State Takes Control of Troubled Public Schools in St. Louis

Photo by Huy Richard Mach/St. Louis Post-Dispatch


The New York Times reports:

The Missouri State Board of Education voted on Thursday to take control of the troubled St. Louis public schools.

At an emotional meeting in Jefferson City that was interrupted by students who had arrived by bus from here to protest the expected decision, the board voted, 5 to 1, to strip the St. Louis Public School District of its accreditation, effective June 15.

The board also voted to provide for a transitional three-member panel appointed by state and local officials to run the city’s 93 public schools, many of which are old and run-down. The district’s seven-member school board will remain intact, but will have no governing authority.
The governor, the mayor of St. Louis and the president of the city’s Board of Aldermen will each appoint one-member to the transition panel.

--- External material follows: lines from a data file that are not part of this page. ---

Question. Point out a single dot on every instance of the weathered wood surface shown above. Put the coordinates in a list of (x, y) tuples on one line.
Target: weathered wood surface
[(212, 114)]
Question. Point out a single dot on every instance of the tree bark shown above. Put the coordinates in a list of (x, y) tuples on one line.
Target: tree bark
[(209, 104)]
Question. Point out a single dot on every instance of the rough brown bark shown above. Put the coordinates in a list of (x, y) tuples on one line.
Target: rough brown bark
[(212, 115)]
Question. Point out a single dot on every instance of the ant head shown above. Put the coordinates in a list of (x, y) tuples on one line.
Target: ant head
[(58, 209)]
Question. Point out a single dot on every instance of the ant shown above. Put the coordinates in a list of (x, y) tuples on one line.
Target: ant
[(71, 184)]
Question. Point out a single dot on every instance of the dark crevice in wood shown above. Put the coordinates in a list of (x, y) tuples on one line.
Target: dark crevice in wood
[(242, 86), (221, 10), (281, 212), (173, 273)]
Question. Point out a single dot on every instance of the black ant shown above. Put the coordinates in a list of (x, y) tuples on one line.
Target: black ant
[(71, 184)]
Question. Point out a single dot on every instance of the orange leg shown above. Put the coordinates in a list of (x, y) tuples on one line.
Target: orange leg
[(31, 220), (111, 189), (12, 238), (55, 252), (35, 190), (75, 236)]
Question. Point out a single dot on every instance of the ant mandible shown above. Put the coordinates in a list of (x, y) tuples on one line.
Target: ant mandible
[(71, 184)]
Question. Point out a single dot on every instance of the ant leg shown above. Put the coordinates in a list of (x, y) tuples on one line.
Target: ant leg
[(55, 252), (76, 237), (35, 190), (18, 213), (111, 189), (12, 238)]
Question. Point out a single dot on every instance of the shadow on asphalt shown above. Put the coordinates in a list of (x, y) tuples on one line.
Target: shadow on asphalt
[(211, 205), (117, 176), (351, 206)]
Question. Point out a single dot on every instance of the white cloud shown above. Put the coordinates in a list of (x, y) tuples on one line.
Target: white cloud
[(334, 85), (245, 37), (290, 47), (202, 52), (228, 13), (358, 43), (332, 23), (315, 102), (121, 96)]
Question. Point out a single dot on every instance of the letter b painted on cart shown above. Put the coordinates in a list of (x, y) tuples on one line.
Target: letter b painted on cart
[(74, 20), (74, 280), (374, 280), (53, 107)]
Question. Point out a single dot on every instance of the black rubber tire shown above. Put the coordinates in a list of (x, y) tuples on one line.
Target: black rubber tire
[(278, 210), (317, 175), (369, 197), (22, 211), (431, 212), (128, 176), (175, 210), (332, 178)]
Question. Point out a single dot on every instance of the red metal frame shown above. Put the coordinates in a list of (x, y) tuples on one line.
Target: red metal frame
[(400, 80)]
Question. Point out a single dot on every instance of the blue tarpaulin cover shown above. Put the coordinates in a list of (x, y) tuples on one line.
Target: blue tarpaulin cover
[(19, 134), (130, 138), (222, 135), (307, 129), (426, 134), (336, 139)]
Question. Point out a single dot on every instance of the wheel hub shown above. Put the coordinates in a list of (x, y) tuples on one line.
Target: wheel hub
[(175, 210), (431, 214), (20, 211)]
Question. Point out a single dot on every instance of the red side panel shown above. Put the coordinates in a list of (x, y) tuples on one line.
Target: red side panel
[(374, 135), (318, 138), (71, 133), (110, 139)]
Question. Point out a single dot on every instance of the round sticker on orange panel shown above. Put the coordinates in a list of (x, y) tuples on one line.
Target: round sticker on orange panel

A spokesman for the Missouri Department of Elementary and Secondary Education, Jim Morris, said the three-member panel was expected to run the district for the next six years, although the State Board of Education could elect to extend the panel’s term indefinitely.
“Ideally, the local board would be in a position to resume authority over the district once it’s turned around,” Mr. Morris said.

The St. Louis school district is at least the seventh to be taken over by a state since March 2004, said Jennifer Dounay, policy analyst for the Education Commission of the States, but none were as large as St. Louis. A year ago, the Maryland legislature blocked an attempt to take over the Baltimore schools.

The St. Louis district, which has 35,000 students — many of whom are poor or homeless — has a history of financial, administrative and student achievement failures. Its cumulative debt in 2006 was almost $25 million, according to the State Board of Education, and it has had six superintendents since 2003.